Una librería es un negocio poco
frecuentado. Sólo los fieles como las iglesias. Con las posibilidades de
descarga de libros incluso los fieles caen en pecado, también como las
iglesias. Vlad no necesita vender libros para vivir. La librería es una
tapadera que oculta la cripta de su casa. Pero Vlad necesita el contacto con
los seres humanos del mismo modo que un ganadero o un veterinario necesita
conocer las costumbres de las reses o las mascotas. Necesitas conocer lo que
comes. Los murciélagos tienen un oído fino para escuchar el vuelo de un
mosquito cargado de sangre. Vlad, sentado en la butaca espiaba las
conversaciones de sus clientes. Dos mujeres jóvenes hablan entre sí mientras hojean
libros de viajes.
“Acabo de venir de Chicago. Una
ciudad alucinante. El lago, los rascacielos. Esas edificaciones que recuerdan
el gótico centroeuropeo, incluso la torre Hanckok, negra, con su porte recuerdan
los castillos y las catedrales. Y esa mezcla de sangre europea, india,
sudamericana, asiática...”.
Una mezcla de sangre en un
ambiente gótico. Un cóctel humano para romper la monotonía. Sabores a salsa
barbacoa, a curry, a mantequilla, a angostura y hierbabuena,. Comenzaba a
salivar. Las clientas salieron sin despedirse. Se acercó al mostrador y cogió
los libros que habían dejado. Ocho horas de vuelo. Los vampiros siempre han
viajado en barco. Entre multitud de contenedores un ataúd puede pasar
desapercibido, pero el barco era lento y él quería ir ya. Se sentó delante de
su ordenador. Tenía dos opciones, facturarse con el ataúd, su tierra transilvana y él mismo o viajar en el avión en vuelo nocturno y el ataúd
facturarlo aparte. Imposible mandar el ataúd ocupado en el avión. Los trámites
eran engorrosos, y la posibilidad de pasar la frontera americana casi nula.
Para volar necesitaba el ESTA, leyó el formulario, no pensaba matar al
presidente ni introducir alimentos o contrabando, no pensaba trabajar, nada
decía de sorber sangre de sus ciudadanos o visitantes. Pagó y lo imprimió. En
48 horas estaría en Chicago. Madrid quedaba al alcance de su vuelo. Renunció a
llevar su ataúd.
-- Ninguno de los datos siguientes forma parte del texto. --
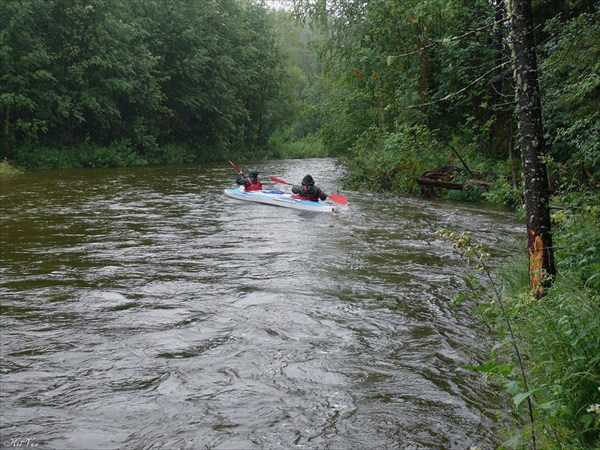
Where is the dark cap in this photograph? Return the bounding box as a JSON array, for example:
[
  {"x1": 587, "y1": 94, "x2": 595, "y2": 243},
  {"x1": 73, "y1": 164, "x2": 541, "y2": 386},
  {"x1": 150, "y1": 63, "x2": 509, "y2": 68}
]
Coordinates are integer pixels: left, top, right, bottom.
[{"x1": 302, "y1": 175, "x2": 315, "y2": 186}]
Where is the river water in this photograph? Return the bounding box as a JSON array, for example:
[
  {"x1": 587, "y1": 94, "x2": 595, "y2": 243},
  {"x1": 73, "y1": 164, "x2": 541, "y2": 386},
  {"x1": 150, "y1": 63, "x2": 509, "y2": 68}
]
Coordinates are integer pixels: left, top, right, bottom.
[{"x1": 0, "y1": 159, "x2": 525, "y2": 450}]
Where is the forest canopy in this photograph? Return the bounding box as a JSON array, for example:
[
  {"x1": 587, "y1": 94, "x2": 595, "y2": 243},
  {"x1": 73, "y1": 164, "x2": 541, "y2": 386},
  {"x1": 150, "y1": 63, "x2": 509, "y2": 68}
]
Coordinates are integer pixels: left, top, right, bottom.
[{"x1": 0, "y1": 0, "x2": 284, "y2": 167}]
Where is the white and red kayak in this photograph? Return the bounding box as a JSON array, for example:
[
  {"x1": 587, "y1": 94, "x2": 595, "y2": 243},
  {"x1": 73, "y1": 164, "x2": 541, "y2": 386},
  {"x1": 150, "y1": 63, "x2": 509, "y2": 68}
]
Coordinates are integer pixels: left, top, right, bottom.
[{"x1": 224, "y1": 187, "x2": 335, "y2": 213}]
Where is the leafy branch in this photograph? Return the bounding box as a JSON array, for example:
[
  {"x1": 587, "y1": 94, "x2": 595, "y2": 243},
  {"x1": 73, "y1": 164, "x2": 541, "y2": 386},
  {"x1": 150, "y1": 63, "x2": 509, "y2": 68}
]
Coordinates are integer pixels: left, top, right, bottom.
[{"x1": 436, "y1": 229, "x2": 537, "y2": 450}]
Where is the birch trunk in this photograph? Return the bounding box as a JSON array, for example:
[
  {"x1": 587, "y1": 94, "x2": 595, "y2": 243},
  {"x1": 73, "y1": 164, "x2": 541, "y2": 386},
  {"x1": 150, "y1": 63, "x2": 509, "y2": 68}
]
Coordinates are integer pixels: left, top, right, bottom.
[{"x1": 507, "y1": 0, "x2": 556, "y2": 297}]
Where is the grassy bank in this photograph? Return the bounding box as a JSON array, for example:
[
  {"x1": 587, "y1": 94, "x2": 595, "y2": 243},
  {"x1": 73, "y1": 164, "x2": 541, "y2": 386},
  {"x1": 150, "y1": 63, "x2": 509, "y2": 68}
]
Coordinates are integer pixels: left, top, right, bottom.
[{"x1": 450, "y1": 198, "x2": 600, "y2": 450}]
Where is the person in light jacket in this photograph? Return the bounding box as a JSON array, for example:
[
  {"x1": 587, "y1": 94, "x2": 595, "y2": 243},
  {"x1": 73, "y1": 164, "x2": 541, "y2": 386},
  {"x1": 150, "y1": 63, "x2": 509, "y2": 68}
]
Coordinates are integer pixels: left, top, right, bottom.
[{"x1": 235, "y1": 169, "x2": 262, "y2": 191}]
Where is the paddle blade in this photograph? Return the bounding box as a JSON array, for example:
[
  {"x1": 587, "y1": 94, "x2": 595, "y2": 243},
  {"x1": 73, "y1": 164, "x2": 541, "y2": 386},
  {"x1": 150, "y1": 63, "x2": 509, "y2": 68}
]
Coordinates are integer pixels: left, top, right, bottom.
[
  {"x1": 227, "y1": 159, "x2": 242, "y2": 173},
  {"x1": 269, "y1": 175, "x2": 292, "y2": 184},
  {"x1": 327, "y1": 194, "x2": 348, "y2": 205}
]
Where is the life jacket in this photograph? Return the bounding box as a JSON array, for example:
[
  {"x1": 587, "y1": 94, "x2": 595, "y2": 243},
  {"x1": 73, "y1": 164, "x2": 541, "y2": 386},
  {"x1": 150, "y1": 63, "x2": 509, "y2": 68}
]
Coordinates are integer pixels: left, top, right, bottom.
[
  {"x1": 244, "y1": 178, "x2": 262, "y2": 191},
  {"x1": 292, "y1": 185, "x2": 319, "y2": 202}
]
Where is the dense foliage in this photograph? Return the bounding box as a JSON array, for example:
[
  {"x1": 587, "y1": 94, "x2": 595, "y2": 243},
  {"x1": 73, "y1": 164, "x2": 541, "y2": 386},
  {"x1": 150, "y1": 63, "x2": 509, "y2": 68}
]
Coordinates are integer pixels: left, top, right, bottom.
[
  {"x1": 294, "y1": 0, "x2": 600, "y2": 204},
  {"x1": 0, "y1": 0, "x2": 285, "y2": 167}
]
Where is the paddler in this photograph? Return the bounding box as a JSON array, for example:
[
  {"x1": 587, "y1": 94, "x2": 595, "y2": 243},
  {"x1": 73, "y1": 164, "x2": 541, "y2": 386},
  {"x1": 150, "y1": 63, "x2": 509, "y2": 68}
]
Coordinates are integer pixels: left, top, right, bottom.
[
  {"x1": 292, "y1": 175, "x2": 327, "y2": 202},
  {"x1": 235, "y1": 169, "x2": 262, "y2": 191}
]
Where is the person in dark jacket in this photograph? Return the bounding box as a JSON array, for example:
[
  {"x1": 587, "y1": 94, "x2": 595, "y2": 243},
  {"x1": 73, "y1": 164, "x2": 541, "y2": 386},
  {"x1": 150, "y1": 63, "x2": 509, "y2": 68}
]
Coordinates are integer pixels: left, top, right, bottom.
[
  {"x1": 235, "y1": 169, "x2": 262, "y2": 191},
  {"x1": 292, "y1": 175, "x2": 327, "y2": 202}
]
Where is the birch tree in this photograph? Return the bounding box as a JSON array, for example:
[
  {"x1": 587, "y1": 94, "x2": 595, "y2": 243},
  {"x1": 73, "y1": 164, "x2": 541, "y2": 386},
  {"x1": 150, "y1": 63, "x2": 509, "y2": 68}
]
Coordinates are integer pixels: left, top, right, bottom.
[{"x1": 507, "y1": 0, "x2": 556, "y2": 297}]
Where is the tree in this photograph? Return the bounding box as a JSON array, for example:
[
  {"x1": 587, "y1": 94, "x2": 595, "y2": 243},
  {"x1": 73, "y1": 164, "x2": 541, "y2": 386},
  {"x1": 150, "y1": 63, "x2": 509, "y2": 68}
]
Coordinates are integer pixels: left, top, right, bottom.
[{"x1": 507, "y1": 0, "x2": 556, "y2": 296}]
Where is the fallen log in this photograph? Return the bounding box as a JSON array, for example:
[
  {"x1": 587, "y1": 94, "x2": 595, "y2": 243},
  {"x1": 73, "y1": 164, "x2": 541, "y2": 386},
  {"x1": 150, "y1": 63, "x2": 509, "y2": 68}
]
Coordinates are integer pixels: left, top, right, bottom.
[{"x1": 417, "y1": 166, "x2": 494, "y2": 198}]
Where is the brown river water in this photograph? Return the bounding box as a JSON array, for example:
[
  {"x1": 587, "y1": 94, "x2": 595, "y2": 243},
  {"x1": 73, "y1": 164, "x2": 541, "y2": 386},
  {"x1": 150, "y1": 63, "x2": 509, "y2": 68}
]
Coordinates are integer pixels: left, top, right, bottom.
[{"x1": 0, "y1": 159, "x2": 525, "y2": 450}]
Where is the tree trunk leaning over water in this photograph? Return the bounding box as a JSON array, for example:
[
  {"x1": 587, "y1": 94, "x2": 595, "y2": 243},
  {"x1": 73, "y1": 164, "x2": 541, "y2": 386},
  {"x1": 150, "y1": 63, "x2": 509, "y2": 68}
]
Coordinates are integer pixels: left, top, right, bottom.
[{"x1": 507, "y1": 0, "x2": 556, "y2": 297}]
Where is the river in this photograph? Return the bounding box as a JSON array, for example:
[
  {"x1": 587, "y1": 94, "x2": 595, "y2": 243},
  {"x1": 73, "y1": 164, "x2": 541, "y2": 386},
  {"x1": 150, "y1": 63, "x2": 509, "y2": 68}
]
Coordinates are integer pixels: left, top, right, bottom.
[{"x1": 0, "y1": 159, "x2": 525, "y2": 450}]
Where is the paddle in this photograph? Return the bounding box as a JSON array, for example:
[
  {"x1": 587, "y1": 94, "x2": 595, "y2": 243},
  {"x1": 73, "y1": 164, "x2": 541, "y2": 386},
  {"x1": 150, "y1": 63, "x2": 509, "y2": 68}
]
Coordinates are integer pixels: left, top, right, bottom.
[
  {"x1": 227, "y1": 159, "x2": 242, "y2": 173},
  {"x1": 269, "y1": 176, "x2": 348, "y2": 205}
]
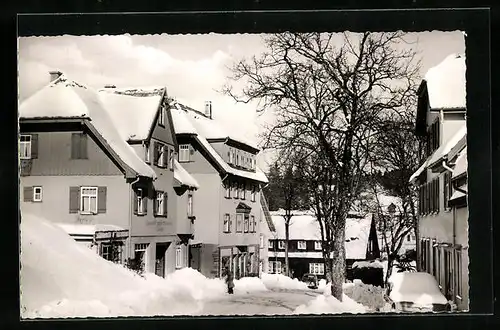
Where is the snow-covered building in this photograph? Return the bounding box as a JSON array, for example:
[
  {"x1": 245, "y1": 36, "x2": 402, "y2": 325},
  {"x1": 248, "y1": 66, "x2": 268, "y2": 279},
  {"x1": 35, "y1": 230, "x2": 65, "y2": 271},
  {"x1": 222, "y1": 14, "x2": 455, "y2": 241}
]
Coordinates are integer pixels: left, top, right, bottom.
[
  {"x1": 170, "y1": 101, "x2": 267, "y2": 278},
  {"x1": 411, "y1": 54, "x2": 469, "y2": 310},
  {"x1": 268, "y1": 211, "x2": 380, "y2": 280},
  {"x1": 19, "y1": 71, "x2": 198, "y2": 276}
]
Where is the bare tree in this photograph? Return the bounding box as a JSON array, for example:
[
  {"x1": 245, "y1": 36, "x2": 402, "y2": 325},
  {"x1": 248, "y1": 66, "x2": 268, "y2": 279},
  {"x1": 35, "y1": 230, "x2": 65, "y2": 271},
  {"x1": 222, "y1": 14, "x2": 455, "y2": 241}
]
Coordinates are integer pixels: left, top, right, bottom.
[{"x1": 223, "y1": 32, "x2": 418, "y2": 300}]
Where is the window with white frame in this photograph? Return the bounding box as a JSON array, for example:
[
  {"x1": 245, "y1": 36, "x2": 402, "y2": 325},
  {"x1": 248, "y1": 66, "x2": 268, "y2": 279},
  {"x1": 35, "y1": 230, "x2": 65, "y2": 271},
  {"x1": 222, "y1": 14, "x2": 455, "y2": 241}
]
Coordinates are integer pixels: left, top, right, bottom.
[
  {"x1": 224, "y1": 213, "x2": 231, "y2": 233},
  {"x1": 158, "y1": 105, "x2": 166, "y2": 126},
  {"x1": 19, "y1": 135, "x2": 31, "y2": 159},
  {"x1": 309, "y1": 263, "x2": 325, "y2": 275},
  {"x1": 188, "y1": 192, "x2": 193, "y2": 217},
  {"x1": 33, "y1": 187, "x2": 43, "y2": 202},
  {"x1": 236, "y1": 213, "x2": 243, "y2": 233},
  {"x1": 179, "y1": 144, "x2": 190, "y2": 162},
  {"x1": 155, "y1": 191, "x2": 167, "y2": 215},
  {"x1": 175, "y1": 245, "x2": 184, "y2": 269},
  {"x1": 80, "y1": 187, "x2": 97, "y2": 214},
  {"x1": 269, "y1": 261, "x2": 281, "y2": 274}
]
Fue mucho más fácil comprarlo en destino y que lo llevasen a
la habitación de un motel. La tierra que necesitaba podía llevarla a buen recaudo
en el equipaje de mano, diez kilos son suficientes para acolchar un ataúd.
A Madrid llegó fatigado. Nunca
antes había sentido esa sensación. En Sol su cuerpo era decrépito. Caminó
lento, sin fuerzas hacia la Gran vía, y llegó a Chueca donde bebió hasta
saciarse de un fornido transexual de labios como almorranas. Después una puta
congoleña. Nunca antes había necesitado dos humanos para saciarse. Una hora
antes de amanecer tomó una habitación sin ventanas en el mismo barrio,
improvisó una caja con cartones y extendió la tierra. Al anochecer amaneció,
bebió un sorbo de la casera, una octogenaria viuda de un guardia civil y voló a la
terminal cuatro.
Le había costado hacerse de la
tarjeta de embarque. Miraba cada cinco minutos su pasaporte, el ESTA y la reserva del hotel. Su cuerpo era mudo al escáner convencional y al térmico.
Después de tres intentos sin producir ninguna imagen, le cachearon. “Está usted
helado” “Acabo de despertarme” “¿Toda esta tierra?” “Un amigo está en las
últimas. Es por eso mi viaje. Me ha pedido tierra de su pueblo para descansar
en paz” “Como los vampiros” “Sí, exacto” “Pase, pero quizás en aduanas de los Estados
Unidos tenga algún problema” “Gracias”. Ya estaba. Ahora a esperar el avión.
Miró los paneles. Localizó el vuelo y leyó DELAYED. Se acercó al mostrador y le
dijeron que al menos cuatro horas. “Eso supone llegar de día” “Si no hay nuevos
cambios sí” Tomó su equipaje de mano y abandonó la terminal. La guardia que le
atendió reposaba en un lateral tomando un bocadillo. “¿No vuela?” “Mi amigo ha
muerto. Mi viaje no tiene sentido” “Lo siento. ¿Si puedo hacer algo por usted?”
“Creo que sí”. Desayunó antes de regresar a Murcia.